As per your question, it seems that what you're trying to do is to index the test set on those samples that where not correctly predicted, and analyse the misleading features, which makes a reasonable amount of sense.

Let's reproduce your problem with some sample dataset:

from sklearn.datasets import load_iris

from sklearn.model_selection import train_test_split
import shap
import xgboost

X,y = shap.datasets.iris()
X_train, X_test, y_train, y_test = train_test_split(X, y, test_size=0.3)

model = xgboost.train(params={"learning_rate": 0.01}, 
                      dtrain=xgboost.DMatrix(X_train, label=y_train), 
                      num_boost_round =100)

A SHAP plot using the entire test set, is straight forward. For a force_plot for instance:

explainer = shap.TreeExplainer(model)
shap_values = explainer.shap_values(X_test)

shap.initjs()
shap.force_plot(explainer.expected_value, shap_values, X_test)

enter image description here

Now, if we want to do the same with the missclassified samples, we need to look at the output probabilities. Since the iris dataset has several classes, let's say we want to visuallize the force_plot for those samples that should've been classified as 2, but we instead have an output value bellow 1.7:

y_pred = model.predict(xgboost.DMatrix(X_test))
m = (y_pred <= 1.7) & (y_test == 2)

Now we lets use the mask to perform boolean indexing on the X_test set, and update the shap_values:

shap.initjs()
c= explainer.shap_values(X_test[m])
shap.force_plot(explainer.expected_value, shap_values, X_test[m])

enter image description here

This is telling us that it is the petal length and width that are mostly pushing the regression to a higher value. Hence they presumably are the variables that are playing a major part in the misclassification.

Similarly, for a decision_plot:

shap.decision_plot(explainer.expected_value, shap_values, 
                   X_test[m], feature_order='hclust', 
                   return_objects=True)

enter image description here

1
igrinis On

Since I don't have your dataset, I can't check the code, but here some thoughts that may show you the direction.

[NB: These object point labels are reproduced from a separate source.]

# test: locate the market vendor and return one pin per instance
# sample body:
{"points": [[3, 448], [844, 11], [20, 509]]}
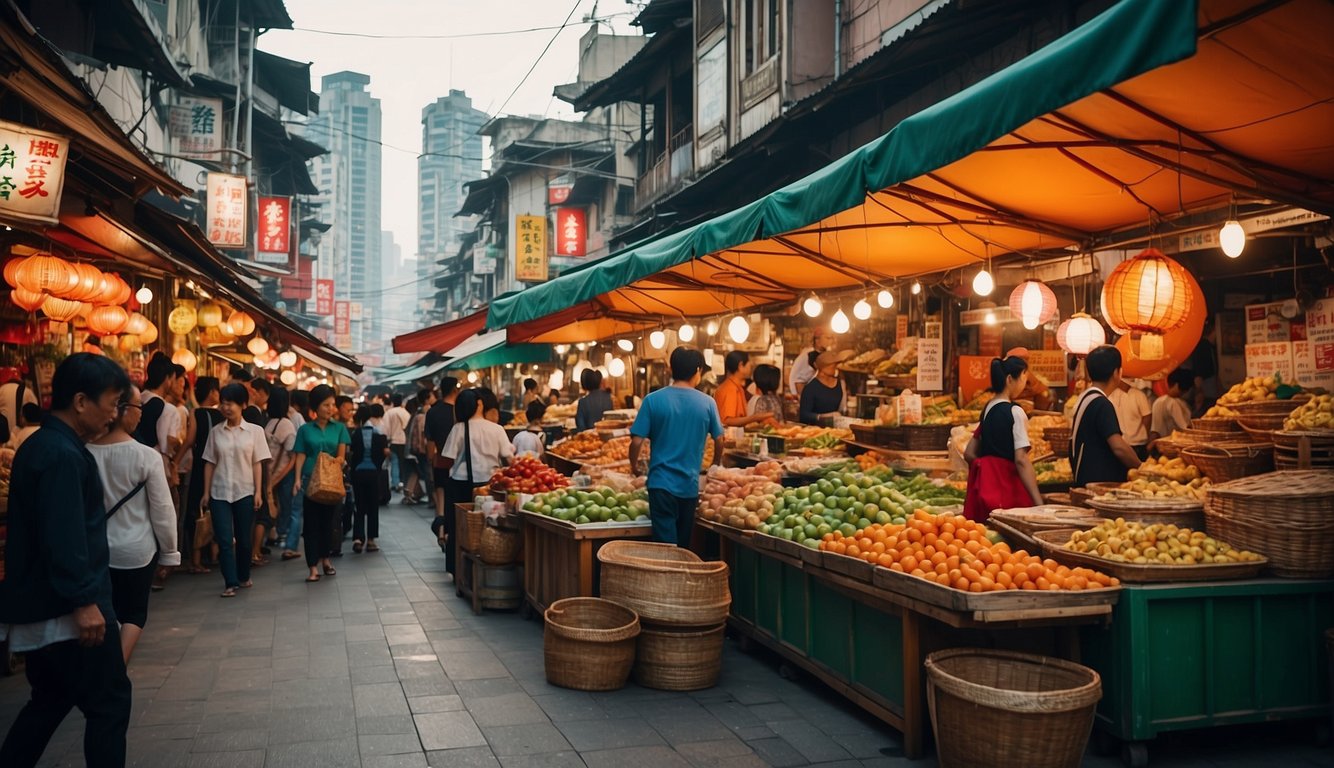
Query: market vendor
{"points": [[825, 396], [1001, 472], [1037, 390], [731, 395]]}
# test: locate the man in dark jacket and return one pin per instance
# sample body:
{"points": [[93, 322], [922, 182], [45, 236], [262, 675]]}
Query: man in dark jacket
{"points": [[55, 602]]}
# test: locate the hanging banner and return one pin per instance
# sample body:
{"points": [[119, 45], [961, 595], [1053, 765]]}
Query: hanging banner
{"points": [[323, 296], [32, 172], [530, 258], [196, 126], [571, 232], [227, 207], [275, 227]]}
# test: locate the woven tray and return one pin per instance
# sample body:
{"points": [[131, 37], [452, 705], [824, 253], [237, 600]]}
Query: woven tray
{"points": [[1053, 546]]}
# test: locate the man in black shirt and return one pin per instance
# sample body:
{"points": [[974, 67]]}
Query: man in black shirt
{"points": [[439, 420], [1099, 454]]}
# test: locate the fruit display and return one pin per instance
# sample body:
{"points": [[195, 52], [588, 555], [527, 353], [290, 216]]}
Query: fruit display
{"points": [[1157, 544], [591, 506], [741, 498], [853, 502], [955, 552], [1315, 414], [527, 475]]}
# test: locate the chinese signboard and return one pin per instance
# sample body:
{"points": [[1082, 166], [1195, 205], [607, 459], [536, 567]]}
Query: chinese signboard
{"points": [[530, 248], [227, 207], [323, 296], [196, 124], [275, 226], [32, 172], [571, 231]]}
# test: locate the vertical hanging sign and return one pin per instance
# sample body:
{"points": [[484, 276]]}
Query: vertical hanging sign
{"points": [[227, 207], [275, 226]]}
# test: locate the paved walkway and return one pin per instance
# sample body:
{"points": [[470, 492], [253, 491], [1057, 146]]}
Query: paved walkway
{"points": [[383, 667]]}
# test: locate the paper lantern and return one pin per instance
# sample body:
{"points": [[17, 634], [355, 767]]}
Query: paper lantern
{"points": [[108, 320], [182, 319], [1081, 335], [46, 274], [210, 315], [62, 310], [26, 299], [186, 359], [242, 323], [1033, 303]]}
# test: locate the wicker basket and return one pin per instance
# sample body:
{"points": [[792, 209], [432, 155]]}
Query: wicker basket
{"points": [[673, 660], [498, 547], [1226, 463], [664, 584], [588, 643], [1017, 708]]}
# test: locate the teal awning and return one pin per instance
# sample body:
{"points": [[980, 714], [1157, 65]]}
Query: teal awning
{"points": [[1130, 39]]}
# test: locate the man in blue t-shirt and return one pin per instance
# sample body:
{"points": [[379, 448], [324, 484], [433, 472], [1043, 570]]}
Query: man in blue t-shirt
{"points": [[675, 420]]}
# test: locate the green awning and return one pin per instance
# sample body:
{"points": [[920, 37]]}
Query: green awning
{"points": [[1131, 38]]}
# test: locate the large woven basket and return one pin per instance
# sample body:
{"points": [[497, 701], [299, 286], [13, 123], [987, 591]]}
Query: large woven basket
{"points": [[674, 660], [1230, 462], [664, 584], [588, 643], [998, 708]]}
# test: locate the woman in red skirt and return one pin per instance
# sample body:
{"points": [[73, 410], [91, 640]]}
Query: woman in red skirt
{"points": [[999, 472]]}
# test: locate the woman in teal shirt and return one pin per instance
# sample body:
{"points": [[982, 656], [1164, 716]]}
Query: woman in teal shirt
{"points": [[324, 435]]}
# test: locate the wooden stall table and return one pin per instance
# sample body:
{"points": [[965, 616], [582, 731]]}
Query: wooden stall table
{"points": [[560, 556]]}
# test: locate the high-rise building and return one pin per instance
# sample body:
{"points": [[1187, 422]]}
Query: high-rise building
{"points": [[451, 155], [348, 179]]}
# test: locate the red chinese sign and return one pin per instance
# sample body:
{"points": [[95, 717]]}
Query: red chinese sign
{"points": [[32, 172], [571, 232], [275, 226], [227, 204], [323, 296]]}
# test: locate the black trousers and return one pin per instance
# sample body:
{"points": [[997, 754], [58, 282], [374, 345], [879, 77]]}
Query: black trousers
{"points": [[64, 676]]}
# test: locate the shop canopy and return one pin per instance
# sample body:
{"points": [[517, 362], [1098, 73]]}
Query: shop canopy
{"points": [[1146, 112]]}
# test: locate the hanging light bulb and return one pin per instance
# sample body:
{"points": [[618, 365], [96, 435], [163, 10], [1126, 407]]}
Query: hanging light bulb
{"points": [[738, 328], [1233, 239], [839, 323]]}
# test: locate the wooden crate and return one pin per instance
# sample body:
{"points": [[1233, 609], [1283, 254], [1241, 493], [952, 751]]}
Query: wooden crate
{"points": [[560, 558]]}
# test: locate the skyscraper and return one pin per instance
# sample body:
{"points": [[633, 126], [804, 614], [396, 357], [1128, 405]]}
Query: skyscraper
{"points": [[451, 155], [350, 188]]}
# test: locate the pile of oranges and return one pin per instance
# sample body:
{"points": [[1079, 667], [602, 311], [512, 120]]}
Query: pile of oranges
{"points": [[955, 552]]}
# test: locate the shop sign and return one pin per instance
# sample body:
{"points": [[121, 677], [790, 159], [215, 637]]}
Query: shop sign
{"points": [[323, 296], [196, 124], [227, 207], [931, 359], [275, 226], [571, 232], [342, 318], [530, 243], [32, 172]]}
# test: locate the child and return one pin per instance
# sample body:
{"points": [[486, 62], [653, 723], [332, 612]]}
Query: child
{"points": [[1171, 412]]}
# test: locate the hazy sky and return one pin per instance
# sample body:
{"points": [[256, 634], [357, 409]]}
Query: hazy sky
{"points": [[408, 74]]}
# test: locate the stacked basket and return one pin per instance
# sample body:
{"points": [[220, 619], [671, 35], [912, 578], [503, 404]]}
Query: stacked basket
{"points": [[682, 603]]}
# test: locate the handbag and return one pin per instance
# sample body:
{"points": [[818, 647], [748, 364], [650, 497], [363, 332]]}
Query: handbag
{"points": [[326, 486]]}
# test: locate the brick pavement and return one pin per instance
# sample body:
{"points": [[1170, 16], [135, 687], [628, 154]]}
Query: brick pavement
{"points": [[383, 667]]}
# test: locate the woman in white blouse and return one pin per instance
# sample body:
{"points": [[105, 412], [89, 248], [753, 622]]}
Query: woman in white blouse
{"points": [[234, 486], [142, 526]]}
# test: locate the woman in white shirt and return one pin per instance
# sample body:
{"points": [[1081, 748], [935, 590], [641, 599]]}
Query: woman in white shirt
{"points": [[475, 448], [234, 486], [142, 524]]}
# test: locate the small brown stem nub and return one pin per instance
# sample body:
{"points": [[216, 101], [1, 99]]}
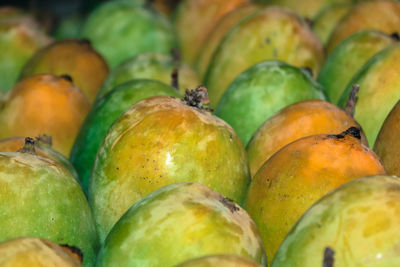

It seem that you do not train you regressor. It should be line like

xgbr = xgboost.XGBRegressor()
xgbr.train(X, Y)

Now you can use xgbr.predict(X) ;)

You also need to train explainer:

explainer = shap.TreeExplainer(xgbr)
with warnings.catch_warnings():
     warnings.simplefilter("ignore")
     sh = explainer.shap_values(X)

And now you can select values:

misclassified = (y_pred <= 0.7) & (Y == 1)
shap.decision_plot(expected_value, sh, features_display, link='logit', highlight=misclassified)

Before you use shap I suggest you check how good your regressor fits your data. So for this I suggest you take part of the data for test without using it in training. Then you can evaluate goodness of fit by calculating and comparing the MSE on test and training sets. The larger the difference, the worse your predictor performs.